With Trump, too, many hardcore righties had craved some things that they were never getting, and Trump finally talked straight and plainly.

I know that I’m shocked to see how many people in firmly Northern states are waving around the Confederate battle flag, or else the Gadsden flag with no sense of irony. The delusional persecution complex is strong with these people. It is no wonder they adore Trump who was the ultimate self-identified martyr, constantly whining about how unfair everybody was to him.

I’ve long opined that Bernie was the flip side of Trump; not in his aims, but in his expectation that once paraded into office he could just wave his executive privilege like a regents scepter and direct everything to be so.
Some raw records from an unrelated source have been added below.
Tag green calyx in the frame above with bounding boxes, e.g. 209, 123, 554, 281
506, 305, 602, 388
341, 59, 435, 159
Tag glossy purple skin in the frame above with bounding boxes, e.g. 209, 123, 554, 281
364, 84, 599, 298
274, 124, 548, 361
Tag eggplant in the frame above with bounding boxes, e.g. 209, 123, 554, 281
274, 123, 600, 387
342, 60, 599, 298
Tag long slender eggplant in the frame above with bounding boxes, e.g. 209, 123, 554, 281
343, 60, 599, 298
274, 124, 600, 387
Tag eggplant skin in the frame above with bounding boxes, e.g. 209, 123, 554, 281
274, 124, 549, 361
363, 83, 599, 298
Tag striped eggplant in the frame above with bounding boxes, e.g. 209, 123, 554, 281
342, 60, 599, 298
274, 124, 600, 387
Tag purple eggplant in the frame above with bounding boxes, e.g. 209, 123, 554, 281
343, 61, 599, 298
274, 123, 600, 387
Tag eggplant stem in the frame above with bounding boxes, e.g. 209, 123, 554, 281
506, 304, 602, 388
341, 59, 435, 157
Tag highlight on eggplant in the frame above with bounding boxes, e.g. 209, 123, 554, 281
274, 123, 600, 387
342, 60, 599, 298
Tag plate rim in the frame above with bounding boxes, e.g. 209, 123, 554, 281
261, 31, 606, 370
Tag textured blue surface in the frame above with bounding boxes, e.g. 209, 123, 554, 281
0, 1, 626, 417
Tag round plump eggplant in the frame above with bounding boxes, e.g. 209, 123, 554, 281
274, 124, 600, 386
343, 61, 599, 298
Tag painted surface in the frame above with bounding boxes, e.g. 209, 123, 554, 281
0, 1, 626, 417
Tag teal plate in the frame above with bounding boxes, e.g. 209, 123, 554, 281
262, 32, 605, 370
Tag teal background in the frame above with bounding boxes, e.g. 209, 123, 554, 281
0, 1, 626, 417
In fact, even a strong president with good backing in the legislature is still pretty hemmed in in the things he can legitimately do (shades of Iran-Contra, again), so being able to negotiate and compromise are crucial characteristics in an effective president. Bernie Sanders has never demonstrated these abilities in his entire career as a senator (he is known by the nickname, “Amendment King” for how often he gets items passed by tagging them onto other omnibus bills packages and important bills), whereas Biden knows the ropes of legislative compromise. That he has taken to the ground running with executive orders despite how much ammunition that gives opponents to claim that he is being imperious indicates just how much he knows such negotiation is fruitless in dealing with the immediate problems.

How well this pans out, especially with federal judiciary stacked against him in any legal challenge is another issue but at least “Sleepy Joe” with his “dwindling cognitive faculties”, et cetera, ad nauseam is awake at the wheel. I was frankly expecting some dithering as he tried to get a handle on the mess he was left with but I guess that Peloton bike ride first thing in the morning really gets his blood pumping.